Yes I'm totally comfortable working off fairly vague directions - those are the only shaped pieces to the pattern, the rest are all rectangles of one sort or another.  You just do the math.  Hopefully you remember to CHECK your math before cutting, unlike me.  :p  But it's cool.  :)  I got all the tiers out of my fabric... very *very* just barely.

 
This is the fabric, some ribbon for trim and lace for the hem.  Yes.  Quilting cotton.  I KNOW.  But - it's soft and has a good hand, and it matches any number of items in my casual knit top stack.  I have a short skirt that has similar qualities, that I'm wearing right now - and it misses all the usual complaints about quilting cottons - not fading enormously, not draping oddly, and not being obtrusively homemade.

I have everything cut and interfaced, so tomorrow I can do some sewing.  Brainpower sounds important... especially after today!

Clashing: Flattery and Aesthetics

Sometimes the style that makes you happy and the lines that make your figure look its best aren't really close friends - at least at first glance.

As you age, and as you get heavier, a more structured line is generally more flattering.  I am heavy and curvy and 40... I look better in structured clothing, with a very defined waist.

My personal aesthetic is romantic bohemian.  If you start looking at bohemian and ethereal clothing inspiration, you'll find lots of layers, lots of floaty things, lots of *very thin* and *very young* women doing the modelling.   If I left it at first glance, and didn't go for the make-it-work moment, I'd wander off all sad and wear rockabilly or something.  (Cute clothes.  Not me).

But if you keep looking - some of the most romantic and most boho clothing involves very tight waists, with vests, bodices, wide belts, etc.  After all, these are styles brought from the past... and women of the past didn't want to look frumpy all the time either!

So. Say, "What does my figure need to look its best" - and then reduce that to "structure, waist definition, volume control" and integrate that into your style.  What do you like to show, what do you like to hide?  (Be honest). 

And play.  Always play.

Thursday, May 9, 2013

Reduce, Reuse, Recycle: The journey of a homemade garment

I thought that everyone did what I do with children's clothing (and usually adult clothing), but apparently this is a lost art.

I made my daughter several dresses at the beginning of this school year.  I made them out of inexpensive quilting cotton, knowing that as a small child, they would almost inevitably have "bad things" happen to them. 

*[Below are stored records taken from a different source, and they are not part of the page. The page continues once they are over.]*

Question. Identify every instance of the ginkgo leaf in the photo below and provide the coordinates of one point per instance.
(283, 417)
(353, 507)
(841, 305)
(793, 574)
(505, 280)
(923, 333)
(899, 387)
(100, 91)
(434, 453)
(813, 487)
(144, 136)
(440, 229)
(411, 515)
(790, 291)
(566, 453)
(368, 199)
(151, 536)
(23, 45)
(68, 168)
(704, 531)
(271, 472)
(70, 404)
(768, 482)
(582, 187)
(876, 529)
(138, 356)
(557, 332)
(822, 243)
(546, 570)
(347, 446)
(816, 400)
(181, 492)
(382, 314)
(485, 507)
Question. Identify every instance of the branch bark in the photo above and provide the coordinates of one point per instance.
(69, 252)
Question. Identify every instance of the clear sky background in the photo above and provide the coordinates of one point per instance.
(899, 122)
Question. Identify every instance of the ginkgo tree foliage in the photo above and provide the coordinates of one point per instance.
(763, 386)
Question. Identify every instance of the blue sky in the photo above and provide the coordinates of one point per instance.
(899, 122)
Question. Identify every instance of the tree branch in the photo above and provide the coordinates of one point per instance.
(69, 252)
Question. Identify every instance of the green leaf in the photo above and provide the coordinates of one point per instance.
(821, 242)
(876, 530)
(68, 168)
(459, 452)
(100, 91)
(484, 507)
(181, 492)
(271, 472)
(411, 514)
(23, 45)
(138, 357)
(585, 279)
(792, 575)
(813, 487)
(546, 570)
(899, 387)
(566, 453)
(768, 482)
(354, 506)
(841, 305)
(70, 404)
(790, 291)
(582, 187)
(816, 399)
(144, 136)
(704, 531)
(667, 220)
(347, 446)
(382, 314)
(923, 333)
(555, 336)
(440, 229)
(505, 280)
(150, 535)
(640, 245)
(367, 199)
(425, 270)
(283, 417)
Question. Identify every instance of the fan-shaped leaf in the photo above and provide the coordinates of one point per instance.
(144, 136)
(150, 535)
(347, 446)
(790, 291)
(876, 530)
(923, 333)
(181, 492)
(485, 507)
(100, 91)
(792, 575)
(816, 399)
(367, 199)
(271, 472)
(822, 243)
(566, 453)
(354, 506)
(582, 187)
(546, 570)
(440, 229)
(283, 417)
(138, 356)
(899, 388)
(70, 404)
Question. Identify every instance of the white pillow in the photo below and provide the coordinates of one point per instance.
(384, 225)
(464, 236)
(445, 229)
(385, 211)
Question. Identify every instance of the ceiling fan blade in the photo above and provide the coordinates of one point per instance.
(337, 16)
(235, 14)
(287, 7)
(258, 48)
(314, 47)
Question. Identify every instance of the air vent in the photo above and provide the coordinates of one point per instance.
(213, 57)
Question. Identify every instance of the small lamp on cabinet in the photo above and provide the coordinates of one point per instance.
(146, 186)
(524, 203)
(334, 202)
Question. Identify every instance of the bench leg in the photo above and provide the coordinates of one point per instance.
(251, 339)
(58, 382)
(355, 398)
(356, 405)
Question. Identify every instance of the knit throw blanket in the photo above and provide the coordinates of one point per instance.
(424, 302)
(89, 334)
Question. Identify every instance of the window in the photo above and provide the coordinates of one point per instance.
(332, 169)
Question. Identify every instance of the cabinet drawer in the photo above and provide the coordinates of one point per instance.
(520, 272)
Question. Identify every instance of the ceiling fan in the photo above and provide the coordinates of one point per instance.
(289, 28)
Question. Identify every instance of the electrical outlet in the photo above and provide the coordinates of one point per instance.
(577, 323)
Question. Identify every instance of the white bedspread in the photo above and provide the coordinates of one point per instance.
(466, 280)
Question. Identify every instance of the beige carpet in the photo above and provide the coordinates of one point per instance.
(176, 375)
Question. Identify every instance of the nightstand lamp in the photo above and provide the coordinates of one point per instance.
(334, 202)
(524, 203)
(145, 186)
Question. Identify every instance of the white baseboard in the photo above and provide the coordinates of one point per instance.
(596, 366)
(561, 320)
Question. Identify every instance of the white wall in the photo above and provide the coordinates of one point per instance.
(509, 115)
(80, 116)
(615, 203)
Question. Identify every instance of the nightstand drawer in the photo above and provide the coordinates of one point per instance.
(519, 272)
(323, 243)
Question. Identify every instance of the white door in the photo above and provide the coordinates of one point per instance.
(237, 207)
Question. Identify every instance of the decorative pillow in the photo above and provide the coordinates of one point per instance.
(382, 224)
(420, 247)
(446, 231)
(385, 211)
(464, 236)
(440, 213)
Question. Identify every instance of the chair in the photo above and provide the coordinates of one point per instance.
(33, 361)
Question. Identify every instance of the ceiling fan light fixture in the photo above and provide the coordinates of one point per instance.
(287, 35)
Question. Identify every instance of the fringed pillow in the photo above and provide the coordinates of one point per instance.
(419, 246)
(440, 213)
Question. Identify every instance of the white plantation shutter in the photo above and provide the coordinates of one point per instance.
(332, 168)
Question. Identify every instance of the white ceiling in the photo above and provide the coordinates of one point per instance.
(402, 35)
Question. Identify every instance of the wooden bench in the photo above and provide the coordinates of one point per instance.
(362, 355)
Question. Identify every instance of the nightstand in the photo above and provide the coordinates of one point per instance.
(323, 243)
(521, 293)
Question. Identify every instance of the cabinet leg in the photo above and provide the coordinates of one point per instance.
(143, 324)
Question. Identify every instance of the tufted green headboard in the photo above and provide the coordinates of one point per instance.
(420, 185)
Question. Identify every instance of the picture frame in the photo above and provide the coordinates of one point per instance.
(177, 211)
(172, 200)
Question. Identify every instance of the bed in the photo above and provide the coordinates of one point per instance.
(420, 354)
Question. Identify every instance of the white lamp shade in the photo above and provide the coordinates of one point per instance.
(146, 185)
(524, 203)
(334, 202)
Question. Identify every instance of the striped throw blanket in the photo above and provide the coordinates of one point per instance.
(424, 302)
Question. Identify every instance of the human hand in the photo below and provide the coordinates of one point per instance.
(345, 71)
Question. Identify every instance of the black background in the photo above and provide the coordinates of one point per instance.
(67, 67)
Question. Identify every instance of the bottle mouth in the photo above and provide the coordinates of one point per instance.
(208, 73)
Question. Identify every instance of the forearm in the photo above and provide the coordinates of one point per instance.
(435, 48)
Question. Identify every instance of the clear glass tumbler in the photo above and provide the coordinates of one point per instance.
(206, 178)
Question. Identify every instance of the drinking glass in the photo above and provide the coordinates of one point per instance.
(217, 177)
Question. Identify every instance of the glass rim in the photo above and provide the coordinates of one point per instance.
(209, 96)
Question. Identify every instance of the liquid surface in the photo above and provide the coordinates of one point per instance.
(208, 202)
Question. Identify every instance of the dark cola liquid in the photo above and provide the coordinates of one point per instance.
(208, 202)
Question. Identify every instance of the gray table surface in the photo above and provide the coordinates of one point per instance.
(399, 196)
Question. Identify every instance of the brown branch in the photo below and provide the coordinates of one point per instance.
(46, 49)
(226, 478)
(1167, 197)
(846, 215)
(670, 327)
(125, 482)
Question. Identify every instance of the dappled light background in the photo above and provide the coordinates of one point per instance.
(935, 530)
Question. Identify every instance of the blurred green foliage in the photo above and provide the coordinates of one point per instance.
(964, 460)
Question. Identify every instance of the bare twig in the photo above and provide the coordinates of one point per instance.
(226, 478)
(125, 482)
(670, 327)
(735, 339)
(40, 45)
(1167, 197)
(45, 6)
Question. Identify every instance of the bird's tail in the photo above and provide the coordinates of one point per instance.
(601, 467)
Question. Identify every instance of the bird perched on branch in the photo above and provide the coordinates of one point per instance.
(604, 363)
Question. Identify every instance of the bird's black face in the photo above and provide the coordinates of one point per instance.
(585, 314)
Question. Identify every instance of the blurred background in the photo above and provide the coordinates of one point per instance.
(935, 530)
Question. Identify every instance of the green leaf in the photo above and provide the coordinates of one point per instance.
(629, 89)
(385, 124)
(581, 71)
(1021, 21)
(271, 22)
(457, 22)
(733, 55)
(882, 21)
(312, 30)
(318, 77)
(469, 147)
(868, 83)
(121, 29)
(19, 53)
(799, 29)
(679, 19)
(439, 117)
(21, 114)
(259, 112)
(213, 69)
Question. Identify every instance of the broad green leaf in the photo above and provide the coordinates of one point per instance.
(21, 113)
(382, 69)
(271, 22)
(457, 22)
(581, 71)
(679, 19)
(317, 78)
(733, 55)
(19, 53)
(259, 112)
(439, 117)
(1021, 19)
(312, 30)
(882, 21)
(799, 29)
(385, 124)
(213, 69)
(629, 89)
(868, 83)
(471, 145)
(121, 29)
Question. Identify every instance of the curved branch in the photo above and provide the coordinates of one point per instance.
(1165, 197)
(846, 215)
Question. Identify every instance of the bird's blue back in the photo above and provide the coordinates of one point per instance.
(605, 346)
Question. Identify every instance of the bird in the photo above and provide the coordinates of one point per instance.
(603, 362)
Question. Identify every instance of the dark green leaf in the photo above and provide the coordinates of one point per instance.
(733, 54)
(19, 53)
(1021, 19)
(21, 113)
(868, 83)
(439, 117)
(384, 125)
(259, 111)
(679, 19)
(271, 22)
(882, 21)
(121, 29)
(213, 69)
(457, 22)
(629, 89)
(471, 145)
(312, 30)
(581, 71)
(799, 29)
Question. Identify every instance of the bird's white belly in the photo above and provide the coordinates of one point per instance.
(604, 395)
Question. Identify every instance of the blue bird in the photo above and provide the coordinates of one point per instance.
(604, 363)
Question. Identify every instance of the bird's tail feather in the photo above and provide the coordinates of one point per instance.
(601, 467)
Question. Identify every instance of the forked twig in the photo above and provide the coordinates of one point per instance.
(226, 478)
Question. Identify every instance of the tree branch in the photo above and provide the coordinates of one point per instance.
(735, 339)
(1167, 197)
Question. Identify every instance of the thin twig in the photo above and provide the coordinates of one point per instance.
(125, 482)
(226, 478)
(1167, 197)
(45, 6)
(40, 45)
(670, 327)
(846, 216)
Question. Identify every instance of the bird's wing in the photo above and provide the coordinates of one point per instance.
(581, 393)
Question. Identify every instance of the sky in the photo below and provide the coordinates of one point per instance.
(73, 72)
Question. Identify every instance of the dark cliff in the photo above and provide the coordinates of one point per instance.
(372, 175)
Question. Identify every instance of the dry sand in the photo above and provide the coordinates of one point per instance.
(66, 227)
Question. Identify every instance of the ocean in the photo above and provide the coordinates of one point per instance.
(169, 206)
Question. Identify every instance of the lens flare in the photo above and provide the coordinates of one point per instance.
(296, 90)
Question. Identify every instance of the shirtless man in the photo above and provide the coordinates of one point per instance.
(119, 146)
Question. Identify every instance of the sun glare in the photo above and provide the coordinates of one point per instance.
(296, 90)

So here's the row of dresses when first made:

 
And here is her butterfly dress as it was yesterday, when I ironed it (quilting cotton:  needs ironing).  You'll note the fading and chocolate? stains. 

 
 
She has a maximum of five more wears for this dress before the school year is over - so she can keep it in the "school" pile.  When the year is over, though... we'll do the annual clothing review. 
 
The "still great" clothing will stay in her closet for church, going out, generally anytime she needs to be presentable.  The clothing that is slightly (but not massively) stained or faded goes into her "around the house" clothing pile (aka play clothes).  The clothing that is too small, very stained, torn or otherwise destroyed gets moved into the rag bin (if knits) or tossed (if woven).  Anything that has miraculously not had bad things happen to it, yet has become too small, goes into the giveaway pile. 
 
This way we get maximum wear from everything we buy or make.

Wednesday, May 8, 2013

Inspiration

I've been working on some projects for my church - we are building a replica of the Tabernacle for study - and I did a bit of experimentation.

And I realised that my sewing machine can make some seriously pretty designs.  Wouldn't some of that be amazing on the cuff and/or collar of a peasant blouse?

Every time you do something for God, He is *so* generous with giving back.  I feel like everything I've given to him over this process, He's been so great about giving me surprise gifts in return.

This time, it was inspiration. 

PS this is the sample sash I'm working on, for the priest's garb. 

I'm in the process of adding colored tassels to the white.  It's supposed to have red, blue and purple.  "For glory".

We'll see what they think when I turn it in!